The Cook Islands offered men for the New Zealand Expeditionary Force (NZEF) as soon as news of World War I reached the Pacific.

At first, the offers were rejected. New Zealand had pushed for the inclusion of a Maori contingent and by the time this was accepted by the British authorities, there were sufficient volunteers in New Zealand to fill the ranks.

It was only when the ranks of the Maori contingent were seriously depleted during the Gallipoli campaign in 1915, and recruitment in New Zealand became more difficult, that the New Zealand government looked to Niue and the Cook Islands for reinforcements.
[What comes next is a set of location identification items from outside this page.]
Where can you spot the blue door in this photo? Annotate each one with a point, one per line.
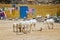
(23, 10)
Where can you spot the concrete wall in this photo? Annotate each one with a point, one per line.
(39, 10)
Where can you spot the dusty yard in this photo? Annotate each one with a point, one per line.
(6, 32)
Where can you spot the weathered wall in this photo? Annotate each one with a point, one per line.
(39, 10)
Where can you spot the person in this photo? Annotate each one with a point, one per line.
(2, 14)
(49, 21)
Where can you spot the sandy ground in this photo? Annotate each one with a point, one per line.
(6, 32)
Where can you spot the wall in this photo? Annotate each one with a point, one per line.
(39, 10)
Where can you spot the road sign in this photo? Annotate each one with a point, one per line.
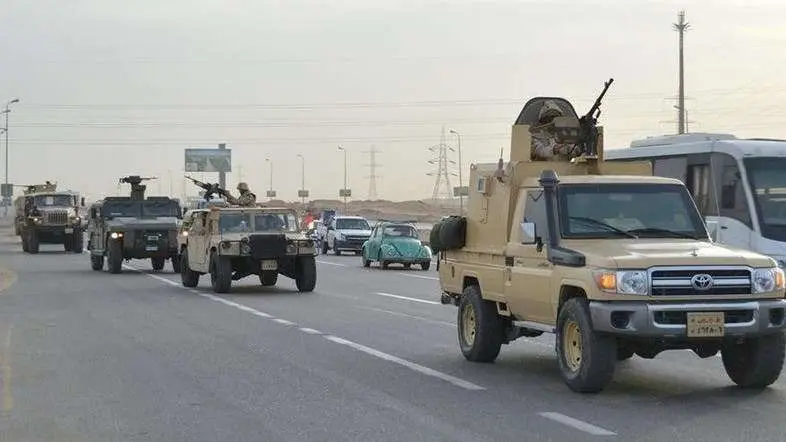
(208, 160)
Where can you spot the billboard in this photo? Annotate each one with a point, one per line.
(208, 160)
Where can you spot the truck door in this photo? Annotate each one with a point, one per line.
(528, 284)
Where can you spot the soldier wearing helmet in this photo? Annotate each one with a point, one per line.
(246, 198)
(544, 142)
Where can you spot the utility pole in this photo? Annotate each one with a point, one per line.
(442, 174)
(681, 26)
(372, 175)
(344, 192)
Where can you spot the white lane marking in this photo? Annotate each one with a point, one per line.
(432, 278)
(577, 424)
(310, 331)
(390, 295)
(368, 350)
(332, 263)
(411, 365)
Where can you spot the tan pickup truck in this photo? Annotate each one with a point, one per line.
(612, 260)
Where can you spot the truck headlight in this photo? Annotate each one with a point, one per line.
(767, 280)
(623, 282)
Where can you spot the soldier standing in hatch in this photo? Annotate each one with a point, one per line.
(544, 142)
(246, 198)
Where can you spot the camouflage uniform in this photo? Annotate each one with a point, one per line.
(246, 198)
(545, 145)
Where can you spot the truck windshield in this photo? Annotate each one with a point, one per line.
(767, 179)
(154, 209)
(53, 200)
(275, 222)
(352, 224)
(628, 210)
(121, 208)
The Cook Islands sent 45 men to the war in October 1915. A second contingent of 120 men, with representatives from every island in the group, left Rarotonga for Auckland in July 1916.
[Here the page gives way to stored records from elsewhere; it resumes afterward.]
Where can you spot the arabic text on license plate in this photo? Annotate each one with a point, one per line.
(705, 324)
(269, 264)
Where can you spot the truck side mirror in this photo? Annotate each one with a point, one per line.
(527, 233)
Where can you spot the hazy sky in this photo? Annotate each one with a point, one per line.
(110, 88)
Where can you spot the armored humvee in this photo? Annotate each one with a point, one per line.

By September 1916, the Niueans had been withdrawn from France and the Rarotongans there were also suffering from the cold.

General Godley recommended the second Cook Islands contingent remain in New Zealand until after the northern winter. Instead, the British were asked to deploy these men initially in defence of the Suez Canal.

When the weather improved they could be sent as reinforcements to the New Zealand Pioneer Battalion, which was serving on the Western Front. This request was agreed to and in November 1916 the Cook Islanders sailed for Suez as the ‘11th Maori Reinforcements’.

These Cook Islanders never made it to France however. They were attached to the NZEF in Egypt but began working for the British in the campaign against the Ottoman Turks in Sinai and Palestine.

The group became known as the Rarotongan Company of the NZEF and served in this theatre until the end of the war.

In February 1918, the remaining Cook Islanders and other Pacific Islanders in the Maori Pioneer Battalion in France were sent to join the Rarotongan Company in Palestine.

In August 1918 the third Cook Islands contingent arrived from New Zealand. The total strength of the unit was now 280 men.

The 3rd Contingent of 157 men, including nine from the Society Islands, two from the Tuamotu Islands and one from Samoa, left Rarotonga in February 1918.

When the Germans surrendered in November 1918, the 4th Contingent of 93 men was in training at the Narrow Neck camp in New Zealand, and a 5th Contingent had been recruited.

In December 1918 the Rarotongan Company returned to New Zealand. Because of the influenza epidemic, the men were quarantined on Somes Island in Wellington Harbour. Most of them were sent back to Rarotonga in March 1919, when there was no longer a risk that they would spread infection.

Over the course of the war, around 500 Cook Islanders were recruited. Pa George Karika is perhaps one of the more famed Cook Islands soldiers, having served with the Rarotongan Company in Sinai and Palestine.

Karika won the Distinguished Conduct Medal (DCM) for ‘conspicuous gallantry and devotion to duty’. He was the only Pacific Islander to receive this decoration during the First World War.

Yesterday’s service was held in honour of all of these men. There was also a notable presence of members of the expatriate community here in the Cook Islands, who were keen to acknowledge their comrades as well.

Piltz Napa closed the service with one final prayer before the parade marched off.

KA ‘AKAMA’ARA ‘UA RAI TATOU IA RATOU – WE WILL REMEMBER THEM.